「チロ……んぅぅっ……! こ、こんな、む、無理……ハッ、はぁ、はっ、ぁぁ……」


 舌先に触れたそれは、唇に触れさせられた時とは比較にならないほどの、苦味とも生臭さともいえない異様な味を伝えてきた。

 嘔吐感が込み上げ、口の中が酸っぱくなる。

 とっさにそれを飲み下そうとすれば、舌に残っていたその味が、口一杯に広がってしまった。

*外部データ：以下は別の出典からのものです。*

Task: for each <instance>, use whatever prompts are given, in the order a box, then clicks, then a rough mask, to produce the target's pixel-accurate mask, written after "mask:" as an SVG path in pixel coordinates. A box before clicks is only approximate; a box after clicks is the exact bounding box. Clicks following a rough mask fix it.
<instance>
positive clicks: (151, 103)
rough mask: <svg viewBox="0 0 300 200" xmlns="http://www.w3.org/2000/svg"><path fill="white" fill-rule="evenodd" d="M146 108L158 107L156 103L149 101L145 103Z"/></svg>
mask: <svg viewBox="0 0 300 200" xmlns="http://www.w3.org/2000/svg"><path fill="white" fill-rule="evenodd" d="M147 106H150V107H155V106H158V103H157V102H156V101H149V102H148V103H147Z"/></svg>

 私は何とかそれをかき消そうと、男から顔を背けると犬のように舌を出して喘いだ。

浮浪者C
「自分でやると決めたんじゃろう? まったく、最近の若い娘は、なっとらんなぁ。ホレ、早くせんか」


 男が私の髪を掴んで、強引にソレに向き直らせる。

 私は悔しさに顔を歪ませながらも、他に術はないのだと自分を無理やり納得させながら、舌を動かしていった。


「ちゅ……れろ、ペロ……ん、はっ、はぁっ」


 ほんの軽く舐めただけで、味覚が壊れてしまいそうな、痺れるような感覚が走り抜ける。

 その刺激に思わず顔を放そうとしたが、頭をシッカリ掴まれているため、背けることさえ出来なかった。

浮浪者C
「ホレ、どうした? もう終わりとでも言うのか?」



「はぅ……ちゅ、レロ、ペロ……んん、ちゅ」


 再び嘔吐感が込み上げて、胃液が喉のすぐそこにまで迫ってきているのを感じる。

 私は、その酸っぱさと悔しさに涙ぐみながらも、男の汚れたモノに懸命に舌を這わせていった。


「レロ、れろろ……ん、は、はぁ、はぁ……ちゅぷ、ん、れるろ……レル、ピチュ、れろ……」


浮浪者C
「もっと、カリの所を舐めてくれんかのぉ。儂はそこが一番気持ち良いんでな。唾もタップリと使ってな」



「くぅっ……レロ、ンチュッ、ちゅぷ、ちゅ、れろろー……ん、んふぅ……チュ、チュチュッ、ぴちゅ」


 いよいよ図に乗る男を心の中で唾棄しながらも、望みどおりに舌を動かしてやる。

 大きく膨らんだ先端の、その括れを、タップリと唾液を乗せた舌で舐めくすぐり、吸い付いてやる。

 そこには、こってりとした脂のような垢が溜まっていたが、私はそれを舌に掬い、飲み下していた。


「んぐぅっ、ん、んぇっ……んぅっ……ぶはっ、はぁぁ、あ……ん、レロ、れろろ……ぺろ、ぺろり、ンチュッ」


 口腔を満たした汚臭に内側から目を刺され、涙が滲み出てくる。

 いまや私の吐く息が、腐臭を放っていた。

 その目も眩むほどの汚辱感の中で、対照的に少しずつ汚れが取り除かれていくソレを、さらに舐め立てていく。

 それこそ、自分の舌で汚れをこそぐように丹念に。


「レロ、ンチュ、チュゥゥッ……はっ、ん……ペロリ、れろ、ぺろ、チロチロ……」


 頭の芯が痺れ、ボゥッとしてきてしまう。

 それでも舌は、その先端を舐め続けていた。

 そこへ男の大きな笑い声が飛び込んできて、私を現実に引き戻した。